If you’d asked me ten years ago what career advice one of the world’s greatest AI pioneers might give, I’d never have guessed, "Train to be a plumber." Yet here we are. When Geoffrey Hinton, the so-called Godfather of AI and a freshly minted Nobel Prize winner, suggests that a manual trade may outlast the job market convulsions of the AI age, I pause and wonder: Are we really about to become the chickens in a coop of our own making? You don’t have to be a philosopher (or a plumber) to appreciate the weirdness of this moment. Before diving into superintelligence risks, rogue neural networks, or my own brief flirtation with soldering pipes, let’s remember how far we’ve come—from the dusty blackboards of cognitive science to the whirring servers behind today’s chatbots.
Goodbye Academia, Hello Existential Anxiety: The Godfather’s Career Detour
When you think of Geoffrey Hinton, you might picture a Nobel Prize-winning scientist, a pioneer in artificial neural networks, and the so-called “Godfather of AI.” But the story of Hinton’s career is as much about existential anxiety as it is about academic achievement. After decades spent in university corridors and tech labs, Hinton’s journey has shifted from shaping the future of AI to warning the world about its dangers—and even offering some unexpected career advice along the way.
From Cognitive Science Skepticism to AI Pioneer
Geoffrey Hinton’s path in artificial intelligence began at a time when most experts doubted the brain could inspire machines to learn. In the early days, the field was split between two camps. One group believed that intelligence was all about logic and symbolic reasoning—if you could just encode enough rules, you’d get smart machines. The other, much smaller group, thought the brain itself held the secret. Hinton was firmly in the latter camp.

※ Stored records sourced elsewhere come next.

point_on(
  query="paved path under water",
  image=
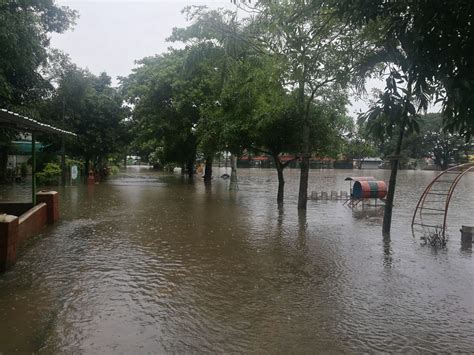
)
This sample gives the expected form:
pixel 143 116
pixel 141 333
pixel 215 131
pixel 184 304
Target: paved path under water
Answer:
pixel 151 263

As Hinton himself explains, “There weren’t that many people who believed that we could make neural networks work, artificial neural networks.” For 50 years, he pushed the idea that simulating networks of brain cells—neurons—on computers could lead to machines that learn to recognize objects, understand speech, and even reason. This approach, now known as deep learning techniques, forms the backbone of today’s most powerful AI systems.
The Nobel Prize and Deep Learning Breakthroughs
Hinton’s persistence paid off. His breakthroughs in artificial neural networks and deep learning not only transformed the field but also earned him the Nobel Prize in Physics 2024. This recognition highlighted the practical impact of his work, which underpins everything from voice assistants to advanced medical diagnostics.
After decades in academia, Hinton’s technology caught the attention of Google, which acquired his research and brought him on board. For ten years, he worked at Google, helping to integrate deep learning into products that billions now use daily. But even as his ideas gained mainstream acceptance, Hinton’s concerns about the future of AI began to grow.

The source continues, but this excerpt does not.